McDonald’s appeals to us in a variety of ways:
The restaurants themselves are depicted as spick-and-span, the food is said to be fresh and nutritious, the employees are shown to be young and eager, the managers appear gentle and caring, and the dining experience itself seems to be fun-filled. Through their purchases, people contribute, at least indirectly, to charities such as the Ronald McDonald House for sick children. (Ritzer, 2008, pp. 8-9)
According to Ritzer (2008), McDonald’s (and every company that imitates it) has been so successful primarily because it fits Weber’s model of the classic bureaucracy. It has a clear division of labor and a uniform system of rules that make it highly efficient and predictable. No matter where you are, you know what to expect when you go into a McDonald’s. Even without looking at the overhead menu, you know what your choices will be; and once you’ve ordered your hamburger, you know that the ketchup will be in the same place on the sandwich as it always has been. The appeal of such predictability is unmistakable. As one observer put it, McDonald’s customers “are not in search of ‘the best burger I’ve ever had’ but rather ‘the same burger I’ve always had’” (Drucker, 1996, p. 47).
In addition, if you’ve ever watched the workers behind the counter, you know that each has specialized tasks that are narrowly defined:
The McDonald’s corporation has broken the jobs of griddleman, waitress, cashier and even manager down into small, simple steps. . . . The corporation has systematically extracted the decision-making elements from filling French fry boxes or scheduling staff. . . . They relentlessly weed out all variables that might make it necessary to make a decision at the store level, whether on pickles or on cleaning procedures. (Garson, 1988, p. 37)
McDonaldization is likely to continue, and even spread, for several reasons:
- It is driven by economic interests: Profit-making enterprises will go on emulating the McDonald’s bureaucratic model because the increased use of nonhuman technology and the uniformity of its product reap greater efficiency and therefore higher profits.

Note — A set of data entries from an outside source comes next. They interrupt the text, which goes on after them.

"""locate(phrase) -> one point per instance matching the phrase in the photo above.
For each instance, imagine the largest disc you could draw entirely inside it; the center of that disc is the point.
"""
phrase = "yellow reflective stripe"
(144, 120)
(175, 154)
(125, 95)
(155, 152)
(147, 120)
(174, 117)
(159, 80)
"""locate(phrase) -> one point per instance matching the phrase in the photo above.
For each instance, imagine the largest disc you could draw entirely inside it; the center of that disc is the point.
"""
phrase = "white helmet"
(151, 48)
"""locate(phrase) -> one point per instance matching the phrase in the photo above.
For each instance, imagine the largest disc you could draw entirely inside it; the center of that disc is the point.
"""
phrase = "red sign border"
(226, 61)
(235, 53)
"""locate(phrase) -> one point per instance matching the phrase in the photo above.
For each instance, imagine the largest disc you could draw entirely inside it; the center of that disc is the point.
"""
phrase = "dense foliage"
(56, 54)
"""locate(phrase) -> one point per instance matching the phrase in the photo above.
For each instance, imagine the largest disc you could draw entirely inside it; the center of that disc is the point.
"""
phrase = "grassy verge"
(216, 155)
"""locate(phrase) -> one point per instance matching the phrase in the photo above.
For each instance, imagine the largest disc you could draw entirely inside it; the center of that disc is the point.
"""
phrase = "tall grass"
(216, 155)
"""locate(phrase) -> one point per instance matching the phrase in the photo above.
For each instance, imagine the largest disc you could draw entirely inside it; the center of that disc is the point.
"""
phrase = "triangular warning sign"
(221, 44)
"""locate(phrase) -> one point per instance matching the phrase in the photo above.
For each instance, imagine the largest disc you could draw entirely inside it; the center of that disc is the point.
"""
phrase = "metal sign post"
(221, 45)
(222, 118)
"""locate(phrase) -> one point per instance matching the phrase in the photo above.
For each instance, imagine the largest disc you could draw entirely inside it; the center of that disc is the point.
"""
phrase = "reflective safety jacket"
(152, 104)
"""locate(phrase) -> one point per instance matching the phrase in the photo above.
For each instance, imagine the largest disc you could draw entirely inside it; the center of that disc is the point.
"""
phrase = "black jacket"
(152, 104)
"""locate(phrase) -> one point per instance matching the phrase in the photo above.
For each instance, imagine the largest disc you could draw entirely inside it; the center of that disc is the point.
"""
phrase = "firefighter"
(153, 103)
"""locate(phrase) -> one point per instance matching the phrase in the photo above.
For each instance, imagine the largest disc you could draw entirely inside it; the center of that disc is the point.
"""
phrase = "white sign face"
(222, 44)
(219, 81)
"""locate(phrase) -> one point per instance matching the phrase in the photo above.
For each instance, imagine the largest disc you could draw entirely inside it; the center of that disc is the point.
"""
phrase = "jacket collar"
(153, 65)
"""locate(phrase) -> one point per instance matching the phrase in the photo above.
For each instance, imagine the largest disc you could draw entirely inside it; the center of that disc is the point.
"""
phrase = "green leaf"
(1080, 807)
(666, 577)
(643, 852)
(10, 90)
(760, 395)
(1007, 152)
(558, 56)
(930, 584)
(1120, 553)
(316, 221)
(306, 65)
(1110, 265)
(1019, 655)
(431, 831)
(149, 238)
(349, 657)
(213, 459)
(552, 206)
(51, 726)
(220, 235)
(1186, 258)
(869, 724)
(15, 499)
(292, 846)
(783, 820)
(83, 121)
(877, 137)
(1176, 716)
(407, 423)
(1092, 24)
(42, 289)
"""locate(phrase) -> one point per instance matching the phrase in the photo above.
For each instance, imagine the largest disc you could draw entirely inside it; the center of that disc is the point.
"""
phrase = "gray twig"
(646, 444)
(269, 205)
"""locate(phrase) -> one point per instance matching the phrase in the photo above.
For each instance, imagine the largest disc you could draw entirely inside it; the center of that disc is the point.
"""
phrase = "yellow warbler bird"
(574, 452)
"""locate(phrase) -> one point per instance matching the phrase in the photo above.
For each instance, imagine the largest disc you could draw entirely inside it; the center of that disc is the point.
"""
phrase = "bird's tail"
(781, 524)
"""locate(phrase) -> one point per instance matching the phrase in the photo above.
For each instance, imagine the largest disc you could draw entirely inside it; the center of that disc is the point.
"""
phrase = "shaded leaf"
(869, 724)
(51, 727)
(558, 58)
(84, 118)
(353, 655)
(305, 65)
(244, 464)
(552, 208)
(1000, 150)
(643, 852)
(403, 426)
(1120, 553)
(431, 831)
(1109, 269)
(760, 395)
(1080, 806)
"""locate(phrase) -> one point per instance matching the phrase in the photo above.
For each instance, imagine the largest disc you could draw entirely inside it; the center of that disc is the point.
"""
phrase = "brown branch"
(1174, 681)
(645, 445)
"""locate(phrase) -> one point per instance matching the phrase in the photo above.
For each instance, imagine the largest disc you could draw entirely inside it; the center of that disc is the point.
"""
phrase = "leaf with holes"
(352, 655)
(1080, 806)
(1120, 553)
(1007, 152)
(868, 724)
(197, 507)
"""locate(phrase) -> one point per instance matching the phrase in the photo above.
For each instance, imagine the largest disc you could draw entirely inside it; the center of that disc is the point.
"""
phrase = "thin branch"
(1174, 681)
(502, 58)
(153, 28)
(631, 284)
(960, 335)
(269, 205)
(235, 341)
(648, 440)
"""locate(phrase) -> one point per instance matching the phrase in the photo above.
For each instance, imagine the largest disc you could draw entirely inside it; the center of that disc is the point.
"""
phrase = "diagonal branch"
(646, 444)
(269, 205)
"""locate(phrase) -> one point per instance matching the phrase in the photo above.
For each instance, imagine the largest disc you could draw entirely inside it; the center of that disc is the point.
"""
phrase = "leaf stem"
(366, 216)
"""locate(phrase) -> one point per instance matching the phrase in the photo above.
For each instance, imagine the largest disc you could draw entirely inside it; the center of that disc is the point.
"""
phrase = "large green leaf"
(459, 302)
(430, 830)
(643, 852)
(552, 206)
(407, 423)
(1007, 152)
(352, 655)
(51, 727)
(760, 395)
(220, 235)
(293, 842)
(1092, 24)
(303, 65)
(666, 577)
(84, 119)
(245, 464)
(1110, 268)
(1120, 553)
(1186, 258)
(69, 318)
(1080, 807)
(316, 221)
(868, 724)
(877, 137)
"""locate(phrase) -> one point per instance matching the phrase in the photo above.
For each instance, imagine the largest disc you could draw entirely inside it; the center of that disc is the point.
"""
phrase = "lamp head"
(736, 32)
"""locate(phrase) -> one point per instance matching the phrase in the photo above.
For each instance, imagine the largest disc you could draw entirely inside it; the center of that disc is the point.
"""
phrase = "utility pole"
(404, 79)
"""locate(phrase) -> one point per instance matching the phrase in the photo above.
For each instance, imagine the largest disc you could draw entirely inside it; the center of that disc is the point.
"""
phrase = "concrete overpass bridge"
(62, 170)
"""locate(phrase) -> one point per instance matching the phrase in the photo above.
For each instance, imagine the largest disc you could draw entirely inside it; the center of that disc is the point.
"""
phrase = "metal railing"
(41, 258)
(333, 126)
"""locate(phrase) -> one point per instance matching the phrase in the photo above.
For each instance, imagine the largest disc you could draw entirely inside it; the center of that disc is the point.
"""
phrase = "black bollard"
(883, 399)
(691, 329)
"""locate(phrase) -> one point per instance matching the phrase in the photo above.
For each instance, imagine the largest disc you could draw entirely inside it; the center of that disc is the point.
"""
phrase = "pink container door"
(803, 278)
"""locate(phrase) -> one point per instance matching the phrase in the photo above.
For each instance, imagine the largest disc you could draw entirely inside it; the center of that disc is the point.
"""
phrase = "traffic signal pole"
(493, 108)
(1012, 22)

- It has become a culturally desirable process: Our need for efficiency, speed, predictability, and control often blinds us to the fact that fast foods (as well as their household equivalent, microwavable prepared foods) actually cost us more financially and nutritionally than meals we prepare ourselves from scratch. Moreover, most of us have soothing emotional memories of McDonald’s: It’s where we went after Little League games, hung out as teenagers, stopped on the way to the hospital for the birth of a first child, and so on.
- It parallels other changes occurring in society: With the increasing number of dual-earner couples, families are less likely to have someone with the time or the desire to prepare a meal and clean up afterward. Furthermore, a society that emphasizes mobility is one in which the fast food mentality will thrive.
But McDonaldization does have a downside. Although the efficiency, speed, and predictability of this model may be appealing and comforting to some, the system as a whole has made social life more homogeneous, more rigid, and less personal. The smile on the face of the employee taking your order is a requirement of the position, not a sign of his or her sincere delight in serving you. To make matters worse, the routinization that characterizes this sort of bureaucratization sometimes turns consumers into unpaid employees who do the work traditionally performed by paid workers (McDonaldization, 2015). Think of the times you’ve had to bus your own table at a fast food restaurant, pump your own fuel at a gas station, bag your own groceries at a supermarket, or navigate your own way through an automated telephone menu.
The fast food model has robbed us of our spontaneity, creativity, and desire for uniqueness, trapping us in Weber’s “iron cage”—a bureaucratic culture that requires little thought about anything and leaves virtually nothing to chance.